Kräuter und Gewürze bringen Pfiff Auch viele andere Gewürze und Kräuter können Grillfische zusätzlich veredeln. Damit sich ihre Aromen besser über das
Fischfleisch verteilen, schneidet man ganze Fische vor dem Marinieren auf beiden Seiten drei- bis viermal tief ein. Zum Einlegen eignen sich am besten flüssige Marinaden auf Basis von Öl, Essig, Wein oder
Sojasauce. Je nach Geschmack können ihnen Petersilie, Dill, Estragon, Oregano, Minze, Basilikum, Fenchel, Chili, Ingwer, Senf, Zitrone, Limette, Knoblauch oder Frühlingszwiebeln zugesetzt werden. Während der
Marinierzeit von 2 - 3 Stunden sollte man das Grillgut mehrmals wenden; damit anschließend keine Flüssigkeit in die Glut tropft, vor dem Grillen trockentupfen. Wer keine Zeit zum Marinieren hat, spickt die
Einschnitte mit Kräutern, Zitronen- oder Limettenspalten. Die Einschnitte können genauso gut mit gewürzter Butter gefüllt werden. In diesem Fall muss der Fisch allerdings in Alufolie garen, damit die schmelzende
Butter nicht in die Glut tropft. Ebenfalls ein schneller Genuss sind die schon fertig eingelegten Fische, Filets und Fischspieße, die es beim Fischhändler oder an der Fischtheke gibt.
So schnell ist Grillfisch gar Um zu testen, ob der Fisch gar ist, sticht man hinein und schiebt das Fleisch auseinander. Ist es innen kräftig weiß und nicht mehr durchscheinend, kann serviert werden.
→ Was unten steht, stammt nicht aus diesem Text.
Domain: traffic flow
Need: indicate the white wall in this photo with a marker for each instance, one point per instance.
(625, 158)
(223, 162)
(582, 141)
Die
Grillzeit hängt von der Dicke des Fisches bzw. des Filets ab. Ca. 1 cm dicke Stücke sind in 6 - 8 Minuten gar, ca. 2 cm dicke Stücke brauchen 8 - 10 Minuten. Ganze, ca. 2,5 cm dicke Fische sollten 10 Minuten auf dem
Rost liegen, sind sie ca. 4 cm dick 10 - 15 Minuten, 5 - 6 cm dicke 15 - 20 Minuten. Große Garnelen brauchen mit Schale 5 - 6, ohne Schale 3 - 4 Minuten.